PITTSBURGH -- Chicago Cubs manager Dale Sveum has seen enough -- at least when a left-hander is opposing his team. He might be ready to make some changes after back-to-back losses against southpaws dropping the Cubs record against left-handers to 4-10 this season.
"I'll tell you the truth, I'm thinking about it now," Sveum said Thursday morning before the series finale with the Pittsburgh Pirates. "Just to see what happens. It's kind of gotten to the point."
The only question might be what took so long? The Cubs have been abysmal all season against lefties.
Sveum has made a habit of sitting David DeJesus, Nate Schierholtz and Luis Valbuena against lefties but with little success. Schierholtz's replacement, Scott Hairston, is hitting .089 against left-handed pitching and between Dave Sappelt -- now in the minors -- and Julio Borbon, center fielders not named DeJesus have a .212 average. It's not nearly good enough against some good left-handed pitching.

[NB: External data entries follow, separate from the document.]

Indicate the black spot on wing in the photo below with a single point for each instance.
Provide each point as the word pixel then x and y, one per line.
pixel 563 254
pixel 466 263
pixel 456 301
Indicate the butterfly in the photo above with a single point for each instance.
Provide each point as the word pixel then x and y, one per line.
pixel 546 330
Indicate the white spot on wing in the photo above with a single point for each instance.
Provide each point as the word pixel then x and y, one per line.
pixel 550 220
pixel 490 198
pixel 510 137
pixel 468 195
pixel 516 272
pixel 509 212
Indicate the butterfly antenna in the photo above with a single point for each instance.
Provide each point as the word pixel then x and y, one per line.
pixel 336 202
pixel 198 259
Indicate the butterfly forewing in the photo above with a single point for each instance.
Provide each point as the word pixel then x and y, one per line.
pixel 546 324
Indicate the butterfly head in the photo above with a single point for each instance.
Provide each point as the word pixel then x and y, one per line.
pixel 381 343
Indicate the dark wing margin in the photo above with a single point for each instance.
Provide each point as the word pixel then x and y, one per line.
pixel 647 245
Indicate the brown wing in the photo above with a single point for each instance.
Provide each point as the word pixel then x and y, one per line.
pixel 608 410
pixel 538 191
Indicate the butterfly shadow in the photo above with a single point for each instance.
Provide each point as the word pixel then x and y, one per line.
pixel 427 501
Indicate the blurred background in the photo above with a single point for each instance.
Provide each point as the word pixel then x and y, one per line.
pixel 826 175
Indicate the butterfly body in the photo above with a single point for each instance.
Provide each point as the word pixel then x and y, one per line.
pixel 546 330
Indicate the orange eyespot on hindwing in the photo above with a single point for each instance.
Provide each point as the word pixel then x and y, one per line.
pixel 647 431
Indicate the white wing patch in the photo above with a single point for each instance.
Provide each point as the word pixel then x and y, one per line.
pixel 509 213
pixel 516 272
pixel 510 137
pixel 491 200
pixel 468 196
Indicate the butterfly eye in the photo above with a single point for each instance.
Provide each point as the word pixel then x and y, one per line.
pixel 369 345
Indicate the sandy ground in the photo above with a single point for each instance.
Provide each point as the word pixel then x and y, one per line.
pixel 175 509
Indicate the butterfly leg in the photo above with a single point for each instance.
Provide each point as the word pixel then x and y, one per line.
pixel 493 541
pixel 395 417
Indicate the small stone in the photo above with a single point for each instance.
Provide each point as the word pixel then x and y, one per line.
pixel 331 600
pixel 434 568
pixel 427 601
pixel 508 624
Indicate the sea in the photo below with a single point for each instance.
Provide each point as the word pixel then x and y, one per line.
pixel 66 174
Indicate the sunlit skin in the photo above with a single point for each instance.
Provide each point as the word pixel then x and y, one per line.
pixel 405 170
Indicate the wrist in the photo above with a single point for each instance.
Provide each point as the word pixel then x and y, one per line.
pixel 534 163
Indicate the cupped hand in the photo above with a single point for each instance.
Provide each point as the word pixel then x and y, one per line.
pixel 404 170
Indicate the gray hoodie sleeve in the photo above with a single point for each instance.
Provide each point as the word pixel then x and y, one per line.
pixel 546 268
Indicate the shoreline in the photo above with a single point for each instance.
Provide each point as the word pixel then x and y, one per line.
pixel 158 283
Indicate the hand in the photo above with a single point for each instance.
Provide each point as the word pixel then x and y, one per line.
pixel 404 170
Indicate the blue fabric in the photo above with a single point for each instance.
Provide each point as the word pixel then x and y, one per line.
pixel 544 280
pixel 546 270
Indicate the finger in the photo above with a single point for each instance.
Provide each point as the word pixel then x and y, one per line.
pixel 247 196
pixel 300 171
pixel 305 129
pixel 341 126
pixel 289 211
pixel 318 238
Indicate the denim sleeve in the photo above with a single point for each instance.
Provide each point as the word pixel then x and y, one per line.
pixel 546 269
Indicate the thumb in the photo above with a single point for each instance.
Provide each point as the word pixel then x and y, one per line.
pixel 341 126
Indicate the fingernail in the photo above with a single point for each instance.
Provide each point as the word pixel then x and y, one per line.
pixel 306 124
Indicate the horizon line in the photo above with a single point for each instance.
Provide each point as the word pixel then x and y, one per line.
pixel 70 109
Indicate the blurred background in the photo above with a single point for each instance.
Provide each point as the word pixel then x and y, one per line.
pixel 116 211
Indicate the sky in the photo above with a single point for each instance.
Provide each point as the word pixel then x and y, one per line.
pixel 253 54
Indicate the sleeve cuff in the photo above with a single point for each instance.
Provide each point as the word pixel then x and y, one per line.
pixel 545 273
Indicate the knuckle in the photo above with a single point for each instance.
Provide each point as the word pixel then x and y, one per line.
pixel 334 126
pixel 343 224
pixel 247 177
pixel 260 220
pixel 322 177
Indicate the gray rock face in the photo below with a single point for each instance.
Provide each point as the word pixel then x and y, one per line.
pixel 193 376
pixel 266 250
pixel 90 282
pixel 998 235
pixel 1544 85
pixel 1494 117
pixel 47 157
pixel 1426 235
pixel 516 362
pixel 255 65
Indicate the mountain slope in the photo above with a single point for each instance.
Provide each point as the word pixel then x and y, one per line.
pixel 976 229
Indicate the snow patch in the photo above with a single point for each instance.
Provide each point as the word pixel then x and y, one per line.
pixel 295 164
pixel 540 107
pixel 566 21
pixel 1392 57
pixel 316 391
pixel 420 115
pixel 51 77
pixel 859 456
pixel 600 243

"These guys are the top of the line," Sveum said of Wandy Rodriguez, Francisco Liriano and others. "That's how good left-handed pitching is in all of baseball now. There's some quality, quality left-handed starters that are pitching and doing well against a lot of people."
So what can Sveum do? Dipping down to the minors for a right-handed bat doesn't seem like an option.
"We had Sappelt, that didn't work out too well," Sveum said.
It means other lefty hitters -- besides Borbon -- should see playing time against lefty pitchers. DeJesus, Schierholtz and particularly Ryan Sweeney have had much better at-bats -- and in some cases better success -- than their replacements.
And then there are the everyday players, against lefties or righties. The biggest disappointment has to be the right-handed Starlin Castro. He struck out with the bases loaded and one out against Liriano in Wednesday's 1-0 loss to the Pirates.
"I hit the same, stay aggressive, whoever is pitching," Castro said. "He threw nasty pitches. I never change my approach."
Castro is hitting just .217 against left-handed pitching and his slugging percentage is just .283. No matter who Sveum puts out there the main guys need better at-bats against the southpaws in the league.
"The bottom line is our core players have to do the job too," Sveum said.